As mentioned above we operate a fleet of magnificent and original wooden boats that are a feature of the Franklin foreshore. They can be seen here, and hire charges are available here. Most have been built by the LBT in co-operation with various of the Huon cluster of schools


Project Understorey is a long held dream of the LBT, the recreation of a Tasmanian coastal trader, canvassed in the strategic plan.


In addition there are adult education style weekends on learning sailing and camping skills in the magnificent surrounds of the Huon estuary and the D’Entrecasteaux Channel area. Photos of the last sailing weekend in April can be seen here.


2009 was a busy year for the LBT with many significant achievements:


  1. The On the Water Programme, a joint effort between the Education Department Huon Cluster of Schools and the LBT, is now over and has introduced nearly 300 students from the local schools as well as home-schooled kids to rowing, sailing, safety on the water and promotes healthy activity. This culminated in the Swiftsure Regatta held in Franklin on 7 November 2009. The Huon Cluster of Schools have also just been successful in being granted $5000 by the Huon Valley Services Advisory Committee to hold the Swiftsure Regatta again in 2010.

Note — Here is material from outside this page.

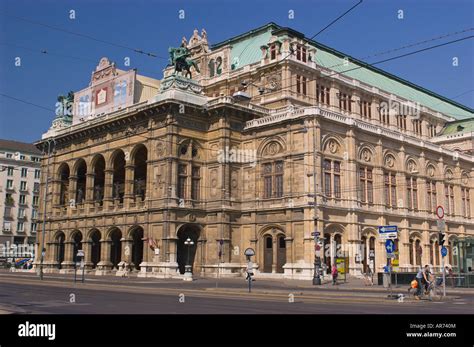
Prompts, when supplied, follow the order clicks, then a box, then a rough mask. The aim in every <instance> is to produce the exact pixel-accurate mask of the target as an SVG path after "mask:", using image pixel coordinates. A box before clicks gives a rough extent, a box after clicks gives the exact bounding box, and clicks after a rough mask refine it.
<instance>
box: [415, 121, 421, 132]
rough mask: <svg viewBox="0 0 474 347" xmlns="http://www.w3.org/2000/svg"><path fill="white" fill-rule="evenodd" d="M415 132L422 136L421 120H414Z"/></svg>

  1. The third Tawe Nunnugah was held early in the year, another 10 day expedition from Recherche Bay to Hobart over nine days and involving over 50 expeditioners in many small boats. Other expeditions during the year were to Hastings Bay, a sailing weekend in April and a Friends School expedition to Mickeys Bay on Bruny and back to Dover on the mainland. Planning is underway for the next event in 2011


  1. The workshop maintained all of the Grebes bar one, the Black Swan, which was freshly painted for the TW 09 and indicates the amount of use the boats have had this year, worked on many other projects and gets through a huge amount of work. Many hands make light work, and it is all in good company and with good food.